Considérant, d'une part, que si M. Tapin prétend qu'il aurait dû débourser de 20 000 à 80 000 euros pour assurer sa défense, il ne produit aucun élément à l'appui de cette affirmation, ni aucun démenti à l'allégation de SIBV selon laquelle la procédure pouvait se dérouler par écrit sans déplacement de conseils, ce qui résulte du reste des propres énonciations de la sentence ;

Considérant, d'autre part, que si la société créée par M. Tapin pour exploiter la sandwicherie a été, sur sa demande, placée en liquidation judiciaire par un jugement du Tribunal de commerce de Narbonne du 28 février 2017, l'appelant ne produit aucun élément sur sa situation financière à l'époque de l'arbitrage, c'est-à-dire, à la fin de l'année 2015 ;

Considérant que, faute d'être étayé en fait, le moyen, en ce qu'il invoque la privation du droit d'accès au juge, ne peut être accueilli ;

Considérant qu'il résulte de ce qui précède que le moyen tiré de l'incompétence du tribunal arbitral doit être écarté ;

Sur le moyen tiré de la violation des principes de la contradiction et de l'égalité des armes :

M. Tapin soutient que ces principes ont été violés dans la mesure où tous les actes de la procédure lui ont été notifiés en anglais sans traduction.

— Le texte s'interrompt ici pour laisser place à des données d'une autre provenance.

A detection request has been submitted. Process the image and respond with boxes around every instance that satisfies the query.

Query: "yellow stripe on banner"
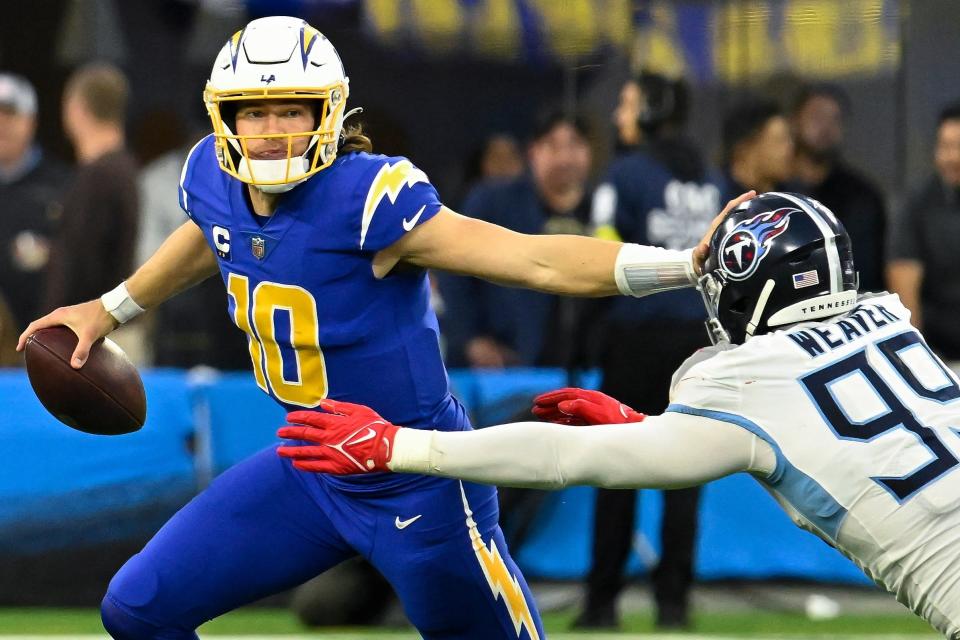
[460,482,540,640]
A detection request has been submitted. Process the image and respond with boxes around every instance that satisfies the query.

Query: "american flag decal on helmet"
[793,269,820,289]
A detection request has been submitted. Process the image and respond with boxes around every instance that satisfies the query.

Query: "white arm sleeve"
[390,413,776,488]
[613,243,697,298]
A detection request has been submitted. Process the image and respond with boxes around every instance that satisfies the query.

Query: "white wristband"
[387,429,435,473]
[614,244,697,298]
[100,282,144,324]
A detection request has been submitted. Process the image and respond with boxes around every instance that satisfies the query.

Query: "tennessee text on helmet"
[698,192,857,344]
[203,16,349,193]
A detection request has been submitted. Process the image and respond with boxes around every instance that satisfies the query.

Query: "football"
[25,326,147,435]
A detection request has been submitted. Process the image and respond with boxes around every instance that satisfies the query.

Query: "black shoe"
[571,605,620,630]
[655,607,690,631]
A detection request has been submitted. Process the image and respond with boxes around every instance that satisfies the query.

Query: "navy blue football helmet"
[698,191,857,344]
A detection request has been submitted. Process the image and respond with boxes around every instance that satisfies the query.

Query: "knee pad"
[100,593,198,640]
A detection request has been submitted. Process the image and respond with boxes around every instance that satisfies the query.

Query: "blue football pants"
[102,447,544,640]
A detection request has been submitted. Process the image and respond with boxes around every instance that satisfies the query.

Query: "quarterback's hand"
[17,300,117,369]
[277,400,400,475]
[532,387,647,425]
[693,189,757,276]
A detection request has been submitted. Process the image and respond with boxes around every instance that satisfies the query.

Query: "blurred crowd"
[0,58,960,627]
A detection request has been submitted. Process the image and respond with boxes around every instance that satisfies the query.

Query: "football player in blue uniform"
[13,17,752,640]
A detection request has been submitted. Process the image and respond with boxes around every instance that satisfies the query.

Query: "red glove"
[532,387,647,425]
[277,400,400,475]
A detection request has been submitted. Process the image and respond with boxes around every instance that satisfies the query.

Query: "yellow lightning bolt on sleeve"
[360,160,430,249]
[460,482,540,640]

Considérant que la circonstance que l'arbitrage ait eu lieu en anglais, alors que ce n'est pas la langue maternelle de l'appelant, ne peut être regardée comme une atteinte aux principes de la contradiction et de l'égalité des armes dès lors qu'elle a été choisie par les parties dans une relation commerciale à caractère international et que des délais procéduraux raisonnables au regard de la complexité de l'affaire ont été fixés pour l'instruction de la cause; qu'en l'espèce, il résulte de la sentence que M. Tapin a reçu le 1er décembre 2015 la notification du dépôt de la demande d'arbitrage, le 25 février 2016 la notification de la désignation de l'arbitre par le centre d'arbitrage et le 14 avril 2016 un calendrier de procédure invitant la demanderesse à produire ses pièces avant le 9 mai et le défendeur à produire ses moyens de défense et ses pièces avant le 30 mai;

Que le moyen doit donc être écarté ;

Sur le moyen tiré de la violation de l'ordre public international :

M. Tapin soutient que violerait le principe d'ordre public international de l'exécution de bonne foi des conventions la reconnaissance d'une sentence rendue au bénéfice de SIBV alors que celle-ci s'est conduite de manière déloyale, notamment en refusant la médiation préalable à l'arbitrage, en s'abstenant de répondre à l'offre d'étalement du règlement de la dette qu'il avait faite le 15 octobre 2015, en lui enjoignant le 31 août 2016 d'enlever l'enseigne et les signes distinctifs de la marque Subway dans un délai de 14 jours et en donnant ordre à son fournisseur exclusif de cesser l'approvisionnement avant même l'expiration de ce délai, en laissant s'écouler 11 mois entre la résiliation du contrat et la suspension des approvisionnements et en continuant pendant cette période à contrôler le respect des obligations contractuelles.

Considérant que le moyen discute l'interprétation et les modalités d'exécution du contrat ; que, sous couvert de l'allégation d'une violation de l'ordre public international, il tend à une révision au fond de la sentence qui n'est pas permise au juge de l'exequatur ; qu'il doit donc être écarté ;

Considérant qu'il résulte de tout ce qui précède que l'ordonnance d'exequatur doit être confirmée ;

Sur l'article 700 du Code de procédure civile :

Considérant que l'équité ne commande pas de faire application de l'article 700 du Code de procédure civile à l'une quelconque des parties ;

Par ces motifs, LA COUR, rejette la demande de sursis à statuer. Confirme l'ordonnance d'exequatur. Condamne M. Tapin aux dépens qui pourront être recouvrés conformément aux dispositions de l'article 699 du Code de procédure civile. Rejette toute autre demande.